Doxorubicin-loaded mixed micelles (DOX-micelles) were formulated employing TPGS and a poloxamine (Tetronic® T1107) in order to investigate their pharmaceutical application as an alternative anticancer nanotherapy. DOX-micelles presented unimodal behaviour, exhibiting average size values of 10.7 ± 0.2 nm and 10.4 ± 0.1 nm, before and after lyophilization, respectively. The in vitro cytotoxic effect of DOX-micelles was significantly higher (p < 0.05) than Doxil® on 4T1 murine breast cancer cells.
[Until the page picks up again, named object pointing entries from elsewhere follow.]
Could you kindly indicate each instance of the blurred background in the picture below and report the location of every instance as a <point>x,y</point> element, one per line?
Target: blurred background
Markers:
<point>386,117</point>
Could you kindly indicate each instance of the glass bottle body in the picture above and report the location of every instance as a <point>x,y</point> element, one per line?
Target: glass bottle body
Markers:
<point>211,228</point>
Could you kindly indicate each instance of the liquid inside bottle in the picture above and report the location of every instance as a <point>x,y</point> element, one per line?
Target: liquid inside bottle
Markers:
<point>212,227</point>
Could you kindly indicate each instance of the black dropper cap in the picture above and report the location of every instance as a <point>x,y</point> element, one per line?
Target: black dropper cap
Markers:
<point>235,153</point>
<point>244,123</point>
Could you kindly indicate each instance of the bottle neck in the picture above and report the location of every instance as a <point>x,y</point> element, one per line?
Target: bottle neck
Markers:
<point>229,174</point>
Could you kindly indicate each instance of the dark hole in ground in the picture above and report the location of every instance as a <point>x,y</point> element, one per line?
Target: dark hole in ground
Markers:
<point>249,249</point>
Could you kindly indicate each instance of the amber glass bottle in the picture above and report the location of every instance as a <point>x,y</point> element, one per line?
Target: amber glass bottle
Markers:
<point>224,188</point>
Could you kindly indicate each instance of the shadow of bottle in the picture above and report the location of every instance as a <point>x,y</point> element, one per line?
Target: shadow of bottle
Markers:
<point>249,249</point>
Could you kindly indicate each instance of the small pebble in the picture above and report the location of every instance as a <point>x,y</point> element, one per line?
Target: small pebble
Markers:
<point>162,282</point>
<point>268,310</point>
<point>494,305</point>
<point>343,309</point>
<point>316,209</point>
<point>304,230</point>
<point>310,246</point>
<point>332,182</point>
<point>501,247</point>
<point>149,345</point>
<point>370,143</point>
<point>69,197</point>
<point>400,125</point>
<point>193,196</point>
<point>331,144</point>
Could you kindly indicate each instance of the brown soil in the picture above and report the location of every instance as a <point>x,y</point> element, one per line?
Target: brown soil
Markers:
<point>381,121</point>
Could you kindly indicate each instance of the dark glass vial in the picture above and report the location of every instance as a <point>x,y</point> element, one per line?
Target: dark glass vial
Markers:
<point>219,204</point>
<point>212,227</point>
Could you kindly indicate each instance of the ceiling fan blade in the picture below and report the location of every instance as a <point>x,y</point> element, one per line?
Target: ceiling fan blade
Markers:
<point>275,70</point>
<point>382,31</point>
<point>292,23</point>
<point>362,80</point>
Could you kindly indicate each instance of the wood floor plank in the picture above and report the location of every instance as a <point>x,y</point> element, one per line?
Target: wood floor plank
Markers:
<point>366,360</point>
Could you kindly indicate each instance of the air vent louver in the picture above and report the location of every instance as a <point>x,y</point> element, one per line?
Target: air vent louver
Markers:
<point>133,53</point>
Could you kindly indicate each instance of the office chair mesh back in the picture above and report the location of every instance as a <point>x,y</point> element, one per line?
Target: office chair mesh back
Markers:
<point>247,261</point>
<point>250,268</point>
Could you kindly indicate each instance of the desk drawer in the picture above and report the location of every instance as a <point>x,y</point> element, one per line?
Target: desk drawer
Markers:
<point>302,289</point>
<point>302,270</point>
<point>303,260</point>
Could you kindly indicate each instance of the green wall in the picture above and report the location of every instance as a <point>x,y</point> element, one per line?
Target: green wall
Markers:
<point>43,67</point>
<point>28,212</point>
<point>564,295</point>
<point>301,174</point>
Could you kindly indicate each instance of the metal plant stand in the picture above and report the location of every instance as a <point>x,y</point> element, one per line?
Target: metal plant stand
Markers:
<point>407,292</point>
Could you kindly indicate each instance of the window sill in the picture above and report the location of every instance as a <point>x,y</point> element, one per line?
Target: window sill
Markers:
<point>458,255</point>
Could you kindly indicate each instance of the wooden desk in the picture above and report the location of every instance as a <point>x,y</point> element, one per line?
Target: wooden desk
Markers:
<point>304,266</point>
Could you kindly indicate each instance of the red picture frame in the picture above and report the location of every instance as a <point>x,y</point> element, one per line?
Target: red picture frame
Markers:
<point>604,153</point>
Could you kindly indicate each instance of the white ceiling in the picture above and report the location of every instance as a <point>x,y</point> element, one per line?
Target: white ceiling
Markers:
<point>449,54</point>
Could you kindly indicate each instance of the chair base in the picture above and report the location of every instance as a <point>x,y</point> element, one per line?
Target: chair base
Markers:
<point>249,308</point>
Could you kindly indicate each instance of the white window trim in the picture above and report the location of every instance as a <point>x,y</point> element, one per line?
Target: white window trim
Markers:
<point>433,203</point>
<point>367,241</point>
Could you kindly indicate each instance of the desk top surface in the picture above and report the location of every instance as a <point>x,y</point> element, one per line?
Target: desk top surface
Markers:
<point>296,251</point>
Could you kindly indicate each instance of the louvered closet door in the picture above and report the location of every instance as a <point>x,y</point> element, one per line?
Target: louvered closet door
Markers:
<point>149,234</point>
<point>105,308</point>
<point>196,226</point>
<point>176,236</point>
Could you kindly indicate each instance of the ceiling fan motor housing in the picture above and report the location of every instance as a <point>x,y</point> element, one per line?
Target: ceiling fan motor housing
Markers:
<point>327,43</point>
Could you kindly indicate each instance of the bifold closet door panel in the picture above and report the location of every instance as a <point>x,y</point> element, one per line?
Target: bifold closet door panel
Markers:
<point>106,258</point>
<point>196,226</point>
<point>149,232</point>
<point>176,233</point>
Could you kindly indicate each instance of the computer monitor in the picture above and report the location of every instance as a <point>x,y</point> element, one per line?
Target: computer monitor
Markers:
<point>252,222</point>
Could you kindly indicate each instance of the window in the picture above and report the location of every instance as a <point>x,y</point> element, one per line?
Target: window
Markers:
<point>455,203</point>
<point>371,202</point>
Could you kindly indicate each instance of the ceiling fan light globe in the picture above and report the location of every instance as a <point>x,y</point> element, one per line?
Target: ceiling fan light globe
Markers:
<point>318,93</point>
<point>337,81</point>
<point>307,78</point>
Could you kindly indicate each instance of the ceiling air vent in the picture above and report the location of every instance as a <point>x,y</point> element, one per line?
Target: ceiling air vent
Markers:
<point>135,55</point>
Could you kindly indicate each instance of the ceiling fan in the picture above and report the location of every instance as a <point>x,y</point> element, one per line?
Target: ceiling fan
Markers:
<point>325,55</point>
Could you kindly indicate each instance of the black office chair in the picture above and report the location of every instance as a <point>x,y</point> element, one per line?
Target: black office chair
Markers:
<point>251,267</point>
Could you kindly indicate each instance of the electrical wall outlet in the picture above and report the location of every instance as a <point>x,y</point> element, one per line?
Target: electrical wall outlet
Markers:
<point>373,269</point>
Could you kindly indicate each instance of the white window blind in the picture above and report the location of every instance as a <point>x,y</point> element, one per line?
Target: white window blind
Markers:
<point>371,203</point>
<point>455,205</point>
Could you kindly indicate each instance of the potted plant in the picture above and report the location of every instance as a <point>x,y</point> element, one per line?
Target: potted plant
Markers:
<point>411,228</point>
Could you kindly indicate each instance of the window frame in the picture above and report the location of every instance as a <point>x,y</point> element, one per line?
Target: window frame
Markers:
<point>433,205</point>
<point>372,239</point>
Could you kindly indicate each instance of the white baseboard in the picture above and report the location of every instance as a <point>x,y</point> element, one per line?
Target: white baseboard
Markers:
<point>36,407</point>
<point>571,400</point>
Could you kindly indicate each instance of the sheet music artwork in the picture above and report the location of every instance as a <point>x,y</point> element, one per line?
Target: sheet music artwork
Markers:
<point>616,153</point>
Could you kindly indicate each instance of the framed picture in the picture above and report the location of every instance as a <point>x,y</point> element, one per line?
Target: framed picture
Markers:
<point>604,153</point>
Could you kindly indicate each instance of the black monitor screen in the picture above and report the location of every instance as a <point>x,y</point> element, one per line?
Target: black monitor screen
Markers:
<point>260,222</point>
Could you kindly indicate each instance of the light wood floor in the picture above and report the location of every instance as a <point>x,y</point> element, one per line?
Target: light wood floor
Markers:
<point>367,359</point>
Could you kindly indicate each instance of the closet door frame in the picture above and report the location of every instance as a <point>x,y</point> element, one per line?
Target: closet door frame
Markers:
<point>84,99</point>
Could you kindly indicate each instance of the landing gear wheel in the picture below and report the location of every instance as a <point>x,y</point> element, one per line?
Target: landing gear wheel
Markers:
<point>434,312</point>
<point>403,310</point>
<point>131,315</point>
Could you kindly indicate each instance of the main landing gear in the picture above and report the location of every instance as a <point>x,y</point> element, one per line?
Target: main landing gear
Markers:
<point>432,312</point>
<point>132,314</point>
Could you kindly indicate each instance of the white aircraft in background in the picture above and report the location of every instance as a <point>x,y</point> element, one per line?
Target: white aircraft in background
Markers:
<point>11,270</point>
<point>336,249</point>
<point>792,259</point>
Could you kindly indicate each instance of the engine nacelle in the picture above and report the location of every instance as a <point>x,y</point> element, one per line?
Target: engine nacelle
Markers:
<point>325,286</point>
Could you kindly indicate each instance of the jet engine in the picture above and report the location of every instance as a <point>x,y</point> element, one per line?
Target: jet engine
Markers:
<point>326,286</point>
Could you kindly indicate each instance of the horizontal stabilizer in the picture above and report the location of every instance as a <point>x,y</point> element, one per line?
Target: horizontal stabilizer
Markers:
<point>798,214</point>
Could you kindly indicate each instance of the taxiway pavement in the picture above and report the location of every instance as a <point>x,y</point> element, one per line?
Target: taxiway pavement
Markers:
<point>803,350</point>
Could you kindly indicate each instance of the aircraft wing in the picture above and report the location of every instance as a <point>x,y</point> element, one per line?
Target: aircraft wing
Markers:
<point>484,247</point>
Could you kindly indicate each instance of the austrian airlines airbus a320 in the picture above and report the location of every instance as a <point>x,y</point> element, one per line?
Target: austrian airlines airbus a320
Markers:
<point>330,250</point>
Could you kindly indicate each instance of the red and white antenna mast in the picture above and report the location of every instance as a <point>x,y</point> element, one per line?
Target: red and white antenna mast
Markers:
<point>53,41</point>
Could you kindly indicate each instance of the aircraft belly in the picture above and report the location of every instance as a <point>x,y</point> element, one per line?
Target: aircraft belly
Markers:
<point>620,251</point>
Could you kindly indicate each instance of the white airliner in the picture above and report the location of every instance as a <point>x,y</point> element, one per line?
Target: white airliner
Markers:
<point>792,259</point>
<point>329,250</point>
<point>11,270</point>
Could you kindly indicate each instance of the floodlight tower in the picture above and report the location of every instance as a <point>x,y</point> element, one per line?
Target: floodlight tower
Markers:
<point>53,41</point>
The in vitro cell-based internalization assays showed a significant augment (p < 0.05) of the intracellular DOX content for the DOX-micelles in comparison to the liposomes and free DOX in these 4T1 cells at 2 and 6 h. Besides, DOX-micelles presented higher in vivo anticancer effect than Doxil® and equivalent potency to the free drug. Moreover, the in vivo histopathological toxicity studies revealed that the DOX-micelles produced significant less cardiac damage than free DOX, while the in vivo immunohistochemical assays exhibited a significantly higher DNA damage in the cardiac tissue with the free DOX than with our DOX-micelles. All these results demonstrate that our novel nanotechnological platform could successfully deliver DOX to the tumor with reduced cardiotoxicity, thus showing promising clinical potential as an anticancer drug delivery carrier.